L’esclusione dallo Zecchino d’Oro di Cino Tortorella ha lasciato di stucco la maggior parte dei telespettatori.

Il mago Zurlì è rimasto talmente amareggiato che ai microfoni di Radio Monte Carlo, durante l’Alfonso Signorini Show, ha dichiarato di aver intrapreso un’azione legale per riavere il suo posto al concorso canoro per bambini:

Sto facendo un’azione legale perché voglio riprendermi lo Zecchino e voglio difenderlo da chi ne vuole distruggere lo spirito. La Rai mi sta facendo fare la fine di Mike Bongiorno, ma io non avrò nemmeno il funerale in Duomo.

Tortorella spiega come siano stati eliminati dal programma tutti coloro che avevano contribuito a fare dello Zecchino d’Oro una trasmissione di successo:

Sono molto addolorato, lo Zecchino d’Oro l’ho inventato io cinquant’anni fa. Dei frati dell’Antoniano non è rimasto nessuno, un nuovo direttore ha deciso di eliminare tutti quelli che avevano costruito la storia dello Zecchino e anche Topo Gigio è stato considerato troppo vecchio e quest’anno non ci sarà.

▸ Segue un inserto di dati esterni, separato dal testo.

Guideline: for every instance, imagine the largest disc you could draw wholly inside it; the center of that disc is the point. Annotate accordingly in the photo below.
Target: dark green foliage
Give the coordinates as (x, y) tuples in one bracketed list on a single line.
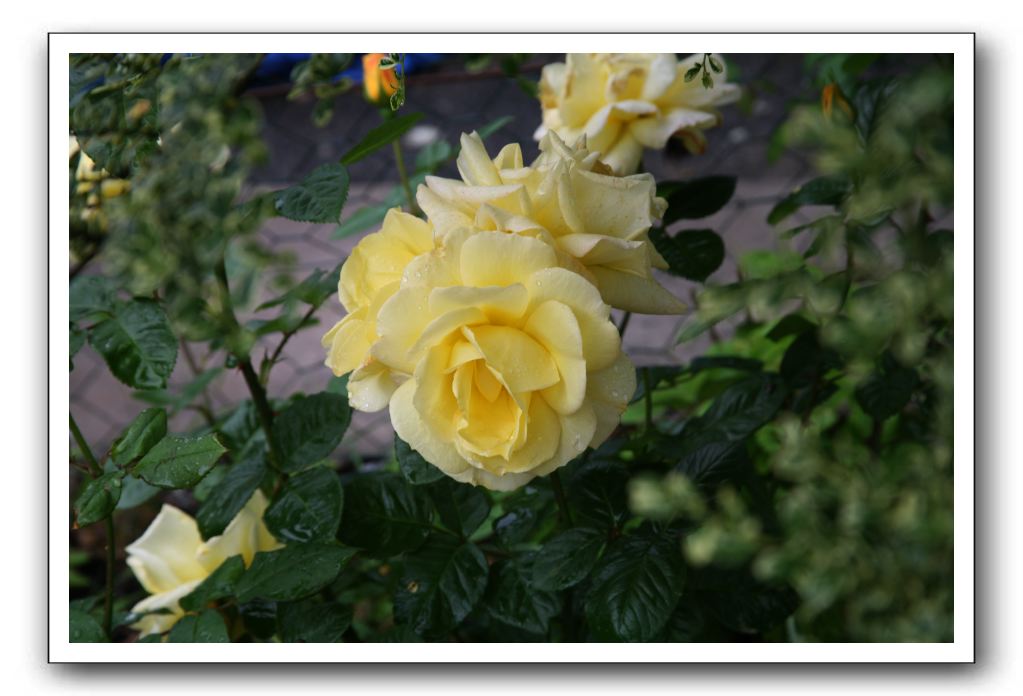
[(231, 493), (635, 588), (443, 580), (205, 627), (178, 462), (693, 254), (385, 515), (319, 198), (794, 482), (293, 572), (309, 429), (307, 508)]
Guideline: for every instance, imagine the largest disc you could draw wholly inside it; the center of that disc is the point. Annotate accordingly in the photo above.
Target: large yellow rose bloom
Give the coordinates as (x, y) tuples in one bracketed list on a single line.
[(499, 364), (597, 223), (369, 276), (170, 559), (623, 102)]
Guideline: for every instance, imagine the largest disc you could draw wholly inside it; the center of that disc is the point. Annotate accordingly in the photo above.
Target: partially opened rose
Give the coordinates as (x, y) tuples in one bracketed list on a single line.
[(369, 276), (498, 364), (170, 559), (623, 102), (596, 222)]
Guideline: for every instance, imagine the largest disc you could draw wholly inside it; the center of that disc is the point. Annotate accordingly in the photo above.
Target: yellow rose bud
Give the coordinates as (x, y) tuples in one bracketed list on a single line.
[(377, 84), (596, 222), (508, 365), (110, 188), (624, 102), (369, 276), (170, 559)]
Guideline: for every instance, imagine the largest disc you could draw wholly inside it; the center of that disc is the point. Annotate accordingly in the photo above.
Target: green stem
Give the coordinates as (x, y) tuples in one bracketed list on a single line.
[(400, 162), (96, 472), (626, 317), (648, 396), (94, 467), (263, 409)]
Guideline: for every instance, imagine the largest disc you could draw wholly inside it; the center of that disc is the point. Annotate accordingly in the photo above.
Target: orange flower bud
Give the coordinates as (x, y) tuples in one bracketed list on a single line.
[(377, 84)]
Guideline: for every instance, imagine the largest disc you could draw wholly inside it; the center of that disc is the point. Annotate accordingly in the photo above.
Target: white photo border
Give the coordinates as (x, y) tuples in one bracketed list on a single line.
[(962, 650)]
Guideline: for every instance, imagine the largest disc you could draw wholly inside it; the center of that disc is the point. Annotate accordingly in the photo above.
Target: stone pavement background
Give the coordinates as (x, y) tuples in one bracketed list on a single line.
[(452, 102)]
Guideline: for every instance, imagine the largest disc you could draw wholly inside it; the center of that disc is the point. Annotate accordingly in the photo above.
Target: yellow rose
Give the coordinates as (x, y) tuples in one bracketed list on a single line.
[(623, 102), (368, 277), (597, 222), (377, 84), (170, 559), (508, 365)]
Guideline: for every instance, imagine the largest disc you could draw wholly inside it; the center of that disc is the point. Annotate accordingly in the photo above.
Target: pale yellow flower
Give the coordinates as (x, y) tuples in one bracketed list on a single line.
[(499, 364), (596, 222), (624, 102), (368, 277), (170, 559)]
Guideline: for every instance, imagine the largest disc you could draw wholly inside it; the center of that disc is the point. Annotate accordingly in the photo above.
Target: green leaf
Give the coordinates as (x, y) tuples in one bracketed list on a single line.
[(92, 296), (76, 339), (744, 407), (385, 515), (461, 508), (415, 469), (870, 103), (178, 462), (146, 430), (134, 491), (693, 254), (433, 156), (713, 463), (218, 584), (887, 391), (512, 600), (443, 582), (307, 508), (635, 588), (596, 493), (231, 494), (293, 572), (84, 628), (319, 198), (206, 627), (825, 190), (685, 623), (529, 511), (137, 344), (791, 324), (97, 498), (396, 635), (380, 136), (697, 198), (372, 216), (313, 291), (311, 621), (184, 397), (309, 429), (747, 606), (567, 559)]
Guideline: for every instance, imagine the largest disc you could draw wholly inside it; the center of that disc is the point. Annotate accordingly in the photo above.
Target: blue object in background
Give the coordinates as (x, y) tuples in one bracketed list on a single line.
[(276, 68)]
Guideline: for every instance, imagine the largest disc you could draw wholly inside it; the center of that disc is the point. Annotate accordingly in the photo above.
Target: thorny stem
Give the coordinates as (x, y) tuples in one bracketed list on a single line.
[(648, 397), (625, 323), (400, 162), (283, 341), (256, 389), (97, 471)]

Su La Voce, quotidiano indipendente interamente online, sono stati pubblicati diversi articoli riguardanti la querelle tra Tortorella e “Striscia la notizia”: il programma satirico ha intervistato frate Alessandro Caspoli, il quale ha attaccato il mago Zurlì. Inoltre, i frati dell’Antoniano sono stati accusati di convincere i genitori dei bambini ad acquistare enciclopedie realizzate dalla San Paolo.

Per questo, Cino Tortorella avrebbe chiesto a Mediaset un risarcimento per danni morali pari a 3 milioni di euro e, tramite il programma radiofonico di Signorini, ha chiesto a Striscia di essere invitato in studio per poter replicare:

Striscia la Notizia ha mandato in onda un servizio contro di me davvero ignobile, mia figlia diciassettenne ha pianto dopo la puntata. La maggior parte degli italiani ha pensato che io sono una persona che inganna i bambini. Chiedo a “Striscia la Notizia” di poter andare in studio a difendermi.